Actually of the two Cosmonauts I’ve seen records of aborting, only 1 survived.
Also theres little of the flight profile that allows the use of such abort systems.
Yeah and Ham wasn’t actually smiling, he was screaming his head off.
;)
But did Ham kiss the ground when he got back?
What records of launch aborts are you talking about? No Russian has ever died in a launch abort. None. Two launches had aborts, one on the launch pad and a second while first stage was firing prior to reaching orbit. In both cases the launch abort systems worked as designed, getting the Soyuz capsule safely away from the rocket and bringing it down safely to Earth.
According to every piece of data I have ever uncovered, read, or discovered in my many interviews and research in Russia on their space program, the only Russian deaths in space occurred during landings, first with the first Soyuz flight and second with the return of the first crew to their first space station.
If you know of another death that I am forgetting about or that only you know about, please describe it in detail, with your references. Otherwise, stop making up facts to fit your theories. It doesn’t serve your arguments well.
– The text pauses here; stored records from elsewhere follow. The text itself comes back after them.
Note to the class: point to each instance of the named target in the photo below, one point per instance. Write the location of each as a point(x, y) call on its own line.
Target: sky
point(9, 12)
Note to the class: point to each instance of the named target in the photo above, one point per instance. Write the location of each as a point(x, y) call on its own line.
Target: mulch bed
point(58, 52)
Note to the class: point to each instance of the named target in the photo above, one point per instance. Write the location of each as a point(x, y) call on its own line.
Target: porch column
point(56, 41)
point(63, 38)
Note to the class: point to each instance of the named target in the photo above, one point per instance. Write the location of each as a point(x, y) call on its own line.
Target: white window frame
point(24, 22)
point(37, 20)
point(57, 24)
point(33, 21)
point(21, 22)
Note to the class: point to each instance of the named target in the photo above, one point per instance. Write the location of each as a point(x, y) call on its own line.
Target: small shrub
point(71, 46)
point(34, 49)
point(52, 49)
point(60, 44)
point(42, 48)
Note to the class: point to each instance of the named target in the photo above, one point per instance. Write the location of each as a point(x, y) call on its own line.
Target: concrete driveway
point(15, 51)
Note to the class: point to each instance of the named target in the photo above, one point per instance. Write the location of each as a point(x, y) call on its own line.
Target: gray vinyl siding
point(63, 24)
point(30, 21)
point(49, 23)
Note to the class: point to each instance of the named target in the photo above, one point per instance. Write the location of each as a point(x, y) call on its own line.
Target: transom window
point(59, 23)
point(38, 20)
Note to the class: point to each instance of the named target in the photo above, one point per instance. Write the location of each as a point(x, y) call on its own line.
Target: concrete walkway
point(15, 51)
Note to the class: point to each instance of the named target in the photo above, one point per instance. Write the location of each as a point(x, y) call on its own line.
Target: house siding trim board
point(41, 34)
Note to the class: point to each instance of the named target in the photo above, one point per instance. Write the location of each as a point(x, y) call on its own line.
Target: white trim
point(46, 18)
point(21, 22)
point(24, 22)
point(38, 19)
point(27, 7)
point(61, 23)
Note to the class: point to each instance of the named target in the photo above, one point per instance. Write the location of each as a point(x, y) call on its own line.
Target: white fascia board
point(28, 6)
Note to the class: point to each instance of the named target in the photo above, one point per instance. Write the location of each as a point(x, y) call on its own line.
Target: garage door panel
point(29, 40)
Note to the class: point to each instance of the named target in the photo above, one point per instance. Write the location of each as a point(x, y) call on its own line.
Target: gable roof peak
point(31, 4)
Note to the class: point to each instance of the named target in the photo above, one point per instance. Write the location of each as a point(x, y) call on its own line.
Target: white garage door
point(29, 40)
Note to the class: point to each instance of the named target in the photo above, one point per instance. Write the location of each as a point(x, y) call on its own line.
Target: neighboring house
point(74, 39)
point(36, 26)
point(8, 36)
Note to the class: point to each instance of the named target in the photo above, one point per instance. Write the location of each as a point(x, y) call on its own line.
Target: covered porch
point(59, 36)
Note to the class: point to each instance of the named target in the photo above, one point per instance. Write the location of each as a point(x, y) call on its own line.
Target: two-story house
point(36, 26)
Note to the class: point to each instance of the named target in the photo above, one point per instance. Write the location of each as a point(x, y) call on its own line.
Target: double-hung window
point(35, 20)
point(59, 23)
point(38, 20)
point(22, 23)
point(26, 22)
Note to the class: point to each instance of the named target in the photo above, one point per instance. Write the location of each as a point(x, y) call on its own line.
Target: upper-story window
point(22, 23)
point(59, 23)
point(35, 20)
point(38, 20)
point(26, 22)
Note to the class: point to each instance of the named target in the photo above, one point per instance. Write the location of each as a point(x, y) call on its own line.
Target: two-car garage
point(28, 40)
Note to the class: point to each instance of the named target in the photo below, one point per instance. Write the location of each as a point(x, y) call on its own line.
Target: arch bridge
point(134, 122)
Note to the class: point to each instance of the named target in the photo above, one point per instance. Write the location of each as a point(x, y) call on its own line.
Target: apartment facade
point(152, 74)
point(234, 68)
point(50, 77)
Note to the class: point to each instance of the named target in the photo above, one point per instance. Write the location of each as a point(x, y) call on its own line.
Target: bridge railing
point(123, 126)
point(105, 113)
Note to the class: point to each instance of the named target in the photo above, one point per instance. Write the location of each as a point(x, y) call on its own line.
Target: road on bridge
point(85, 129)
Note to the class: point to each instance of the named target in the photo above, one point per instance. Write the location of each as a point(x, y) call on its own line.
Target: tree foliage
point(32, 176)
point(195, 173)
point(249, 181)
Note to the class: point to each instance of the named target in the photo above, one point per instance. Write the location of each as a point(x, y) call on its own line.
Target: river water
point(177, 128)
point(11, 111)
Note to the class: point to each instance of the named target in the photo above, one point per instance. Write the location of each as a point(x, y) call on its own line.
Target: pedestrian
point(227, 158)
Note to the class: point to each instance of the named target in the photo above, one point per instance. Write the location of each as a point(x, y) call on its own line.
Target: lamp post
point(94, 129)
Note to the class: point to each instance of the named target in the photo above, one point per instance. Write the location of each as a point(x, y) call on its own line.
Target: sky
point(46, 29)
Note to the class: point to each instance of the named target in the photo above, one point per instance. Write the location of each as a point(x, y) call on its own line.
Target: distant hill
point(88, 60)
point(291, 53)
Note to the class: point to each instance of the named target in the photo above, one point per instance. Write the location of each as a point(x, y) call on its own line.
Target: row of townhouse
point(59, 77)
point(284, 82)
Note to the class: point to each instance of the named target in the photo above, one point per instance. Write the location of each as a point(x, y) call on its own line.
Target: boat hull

I know the Soyuz T-10 in ’83 had a pad abort that the escape system worked from, but I read of a earlier one where their were fatalities… a ejection system I think… Been to long.
The Soyuz launch failure in 73 didn’t involve a launch escape system. Though One of the guys did get beat up pretty bad.
… or was that one in ’75 where they bounced down the side of a mountain??? Oberg talked about that in Reds Star I think?..
Oh no that was a separate failure http://www.jamesoberg.com/usd10.html
>…On April 5, 1975, two cosmonauts were dumped onto the Altai Mountains in the world’s first manned space launch abort. Pilot Vasily Lazarev and flight eng;ineer Oleg Makarov survived a harrowing 20 G descent and then a bouncing ride down a mountainside before their spacecraft came to a safe stop. ….. cosmonaut Vasily Lazarev recounted the events of his aborted space shot on April 5, 1975, when his Soyuz 18-1 booster malfunctioned and his capsule bounced down a Siberian mountainside near the Chinese border ..<
Whatever.. no time to dig around for it. Could be a rumored other failure later disproved – or real one that got buried.
“Whatever.. no time to dig around for it. Could be a rumored other failure later disproved – or real one that got buried.”
This is classic, especially the “Whatever.” You assert a fact you don’t know is true, and in fact is well known to be very false, and when I call you on it you say “Whatever”?
Meanwhile, your first paragraph continues to assert these false facts, without any attribution. It sure makes you look like a complete fool, with very little help on my part.
And how often do you attribute your off the cuff assumptions? Or anyone else here?
If your curious and don’t want to just google Soyuz T-10
http://en.wikipedia.org/wiki/Soyuz_7K-ST_No._16L
An angry chimp? I’d more expect he’d rip someone’s arm off.
;)
Why should I google Soyuz T-10 when it was one of the two very launch abort successes I described in my earlier comments? In writing about this launch abort for my book Leaving Earth I used information gathered during a face-to-face interview with Gennady Strekalov in Moscow.
Granted, people do not cite their sources all the time, but when you make a statement and others ask you to back that claim up with your sources, it behooves you to do so. If you can’t, it then behooves you to retract the claim.
You claimed that the Russians lost an astronaut during a launch abort. This claim is wrong. You can’t cite any sources for it because it never happened. When I am wrong I always make a point of admitting it immediately, since doing otherwise only digs the hole deeper in a way that does me even more harm. You should learn to do the same. It would help clear your thinking.